A third reason for concern is the exposure variable, as the present study employed SSRI prescription as a proxy of SSRI use. The general issue that a relevant proportion of medicines prescribed for people with chronic conditions are not taken might be particularly challenging in this study, as depressed women might decide not to take a prescribed treatment with SSRIs, when pregnant, more often than depressed women who are not pregnant. A final concern is that length of follow-up was 5–10 years, which means that some children were followed for 10 years after birth while for others follow-up was truncated at 5 years. Considering the relatively high rates of ASD diagnoses in scholar age23 it is possible that some children were erroneously categorised as non-cases because a diagnosis of ASD was made after 5 years of age. Clearly, it is difficult to speculate on whether this under recognition might have somewhat hampered the analyses.
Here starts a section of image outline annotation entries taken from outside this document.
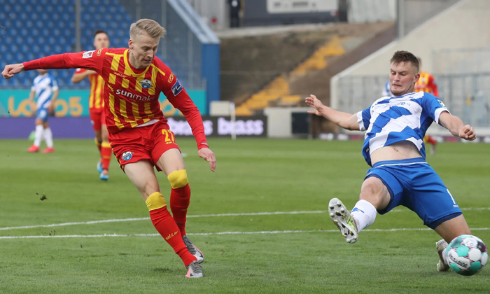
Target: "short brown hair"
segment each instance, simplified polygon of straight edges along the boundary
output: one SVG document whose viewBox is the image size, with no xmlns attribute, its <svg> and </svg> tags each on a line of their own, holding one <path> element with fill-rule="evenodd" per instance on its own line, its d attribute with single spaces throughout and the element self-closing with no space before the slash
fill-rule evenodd
<svg viewBox="0 0 490 294">
<path fill-rule="evenodd" d="M 419 68 L 420 67 L 417 57 L 408 51 L 396 51 L 393 55 L 390 62 L 394 64 L 398 64 L 400 62 L 412 62 L 416 69 L 416 73 L 419 72 Z"/>
<path fill-rule="evenodd" d="M 130 38 L 134 39 L 137 35 L 144 31 L 153 38 L 162 38 L 165 35 L 165 29 L 158 24 L 158 22 L 153 20 L 143 18 L 131 24 Z"/>
<path fill-rule="evenodd" d="M 94 33 L 94 38 L 95 38 L 99 34 L 105 34 L 106 36 L 107 36 L 107 38 L 109 38 L 109 34 L 107 34 L 107 31 L 104 31 L 104 29 L 97 29 L 95 31 Z"/>
</svg>

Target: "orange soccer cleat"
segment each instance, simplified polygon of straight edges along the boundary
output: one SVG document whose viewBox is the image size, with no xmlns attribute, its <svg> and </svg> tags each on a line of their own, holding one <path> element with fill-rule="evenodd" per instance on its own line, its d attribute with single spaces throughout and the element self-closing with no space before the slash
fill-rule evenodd
<svg viewBox="0 0 490 294">
<path fill-rule="evenodd" d="M 52 147 L 48 147 L 47 148 L 41 151 L 41 153 L 52 153 L 53 152 L 55 152 L 55 148 Z"/>
<path fill-rule="evenodd" d="M 33 145 L 27 149 L 28 152 L 38 152 L 39 150 L 39 147 L 36 145 Z"/>
</svg>

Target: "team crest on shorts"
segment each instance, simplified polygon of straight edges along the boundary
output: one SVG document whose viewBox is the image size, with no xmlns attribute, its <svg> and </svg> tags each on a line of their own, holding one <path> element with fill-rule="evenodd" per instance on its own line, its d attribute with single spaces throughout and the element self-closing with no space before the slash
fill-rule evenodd
<svg viewBox="0 0 490 294">
<path fill-rule="evenodd" d="M 130 152 L 130 151 L 126 151 L 124 153 L 122 153 L 122 156 L 121 156 L 121 158 L 125 160 L 129 160 L 133 158 L 133 153 Z"/>
<path fill-rule="evenodd" d="M 141 84 L 141 87 L 144 88 L 145 89 L 149 89 L 150 87 L 151 87 L 153 85 L 151 85 L 151 82 L 150 80 L 144 79 L 139 82 L 140 84 Z"/>
</svg>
It is worth noting that, according to the study authors, these results are not conclusive, as an increased risk of ASDs cannot be completely ruled out: on the basis of the upper boundary of the CI of the main analysis (which is 1.61), it cannot be excluded that SSRI exposure increases the relative risk of developing ASDs up to 61%.

Concluding remarks

The three studies briefly described in the present commentary outline the value of weighting the potential beneficial effects associated with AD use in pregnancy and postpartum against a number of potentially harmful consequences. This cautious approach should be individualised on a case-by-case basis, employing shared decision-making techniques that involve the mother and experts in psychiatry, obstetrics and gynaecology. It should be recognised that the treatment of women with ADs during pregnancy and postpartum is challenging and complex.1 ,5

Doctors should be aware that recent data refer almost exclusively to the SSRIs, the most commonly prescribed ADs in Western countries. However, in several low-income and middle-income countries tricyclic and related ADs are still widely prescribed. In addition, in depressed patients with no satisfactory response to the SSRIs, switching to a different AD is a frequent therapeutic option. Thus, AD drugs not belonging to the SSRI class are still widely prescribed globally, and therefore a clearer understanding of whether some of the risks associated with SSRI exposure similarly apply to other AD classes is a public health priority.
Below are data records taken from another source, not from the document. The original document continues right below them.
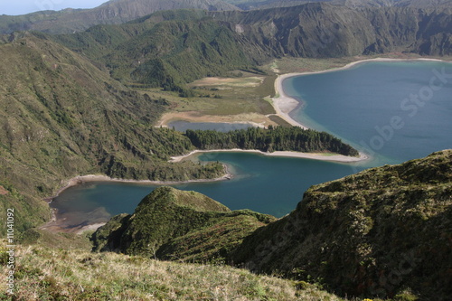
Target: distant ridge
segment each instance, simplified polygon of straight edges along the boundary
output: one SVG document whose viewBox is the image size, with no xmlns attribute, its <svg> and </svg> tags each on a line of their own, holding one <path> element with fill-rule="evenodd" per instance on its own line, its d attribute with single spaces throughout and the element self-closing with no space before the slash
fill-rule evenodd
<svg viewBox="0 0 452 301">
<path fill-rule="evenodd" d="M 452 0 L 224 0 L 244 10 L 287 7 L 325 2 L 351 8 L 363 7 L 452 7 Z"/>
<path fill-rule="evenodd" d="M 42 11 L 24 15 L 0 15 L 0 33 L 35 30 L 72 33 L 97 24 L 123 24 L 146 14 L 172 9 L 240 10 L 221 0 L 113 0 L 93 9 Z"/>
</svg>

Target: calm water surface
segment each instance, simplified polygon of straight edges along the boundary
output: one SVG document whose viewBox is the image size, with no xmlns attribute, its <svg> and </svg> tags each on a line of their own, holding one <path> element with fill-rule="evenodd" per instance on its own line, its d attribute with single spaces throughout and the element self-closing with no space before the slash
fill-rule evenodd
<svg viewBox="0 0 452 301">
<path fill-rule="evenodd" d="M 210 153 L 199 159 L 224 162 L 236 176 L 231 181 L 174 187 L 205 193 L 232 210 L 248 208 L 280 217 L 294 210 L 313 184 L 452 148 L 452 64 L 367 62 L 346 71 L 290 78 L 283 85 L 287 94 L 300 101 L 292 113 L 295 119 L 340 136 L 371 154 L 372 160 L 338 164 Z M 90 222 L 94 218 L 89 212 L 101 212 L 101 219 L 107 221 L 110 215 L 133 212 L 155 187 L 89 183 L 64 191 L 52 205 L 61 216 L 71 213 Z"/>
</svg>

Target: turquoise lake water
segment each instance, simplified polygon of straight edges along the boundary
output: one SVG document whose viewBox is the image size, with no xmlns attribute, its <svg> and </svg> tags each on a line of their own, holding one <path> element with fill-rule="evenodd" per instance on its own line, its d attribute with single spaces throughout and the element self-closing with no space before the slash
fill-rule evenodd
<svg viewBox="0 0 452 301">
<path fill-rule="evenodd" d="M 292 113 L 294 119 L 336 135 L 372 159 L 339 164 L 208 153 L 199 159 L 224 162 L 235 177 L 174 187 L 207 194 L 232 210 L 247 208 L 281 217 L 295 209 L 313 184 L 452 148 L 452 64 L 366 62 L 345 71 L 289 78 L 283 85 L 301 103 Z M 52 206 L 59 210 L 60 218 L 78 215 L 91 222 L 89 212 L 100 211 L 107 221 L 109 215 L 133 212 L 155 187 L 88 183 L 67 189 Z M 67 222 L 71 225 L 71 219 Z"/>
</svg>

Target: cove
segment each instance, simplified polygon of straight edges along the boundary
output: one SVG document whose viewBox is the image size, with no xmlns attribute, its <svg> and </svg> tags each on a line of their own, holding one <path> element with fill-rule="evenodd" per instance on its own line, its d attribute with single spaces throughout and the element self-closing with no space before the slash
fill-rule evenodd
<svg viewBox="0 0 452 301">
<path fill-rule="evenodd" d="M 371 61 L 285 80 L 291 117 L 397 164 L 452 147 L 452 63 Z"/>
<path fill-rule="evenodd" d="M 235 177 L 174 186 L 207 194 L 232 210 L 247 208 L 281 217 L 295 209 L 303 193 L 313 184 L 452 148 L 452 79 L 435 90 L 424 106 L 417 106 L 414 116 L 410 116 L 412 107 L 409 109 L 401 106 L 405 99 L 411 101 L 411 95 L 420 98 L 435 75 L 433 71 L 442 72 L 443 68 L 446 74 L 452 74 L 451 64 L 445 62 L 367 62 L 348 70 L 284 80 L 285 92 L 300 101 L 291 113 L 294 119 L 343 138 L 372 154 L 372 160 L 339 164 L 244 153 L 207 153 L 197 157 L 227 164 Z M 392 128 L 391 136 L 387 130 L 384 136 L 377 128 L 387 129 L 385 127 L 391 126 L 391 120 L 396 116 L 401 118 L 403 127 Z M 379 138 L 374 138 L 378 136 L 383 141 L 381 147 L 371 146 L 380 146 Z M 51 205 L 58 209 L 59 219 L 67 219 L 68 227 L 101 222 L 111 215 L 133 212 L 155 187 L 87 183 L 65 190 Z"/>
</svg>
In general, treatment guidelines suggest that in women with mild-to-moderate depression without a history of recurrent or severe depression, or women with depression related to specific adjustments or stressors, psychotherapy with a trained provider is a first-line intervention.1 In women with more severe depression a thorough risk-benefit discussion of ADs in general and the specific medication in particular is warranted, taking into consideration that paroxetine is generally contraindicated. In postpartum depression pharmacological treatment recommendations for women who are lactating must include discussion with the patient regarding the benefits of breastfeeding, risks of AD use during lactation and risks of untreated illness. Doctors should consider that treatment decisions must be guided by the woman's preference and should be contextualised to local healthcare, social and economic circumstances.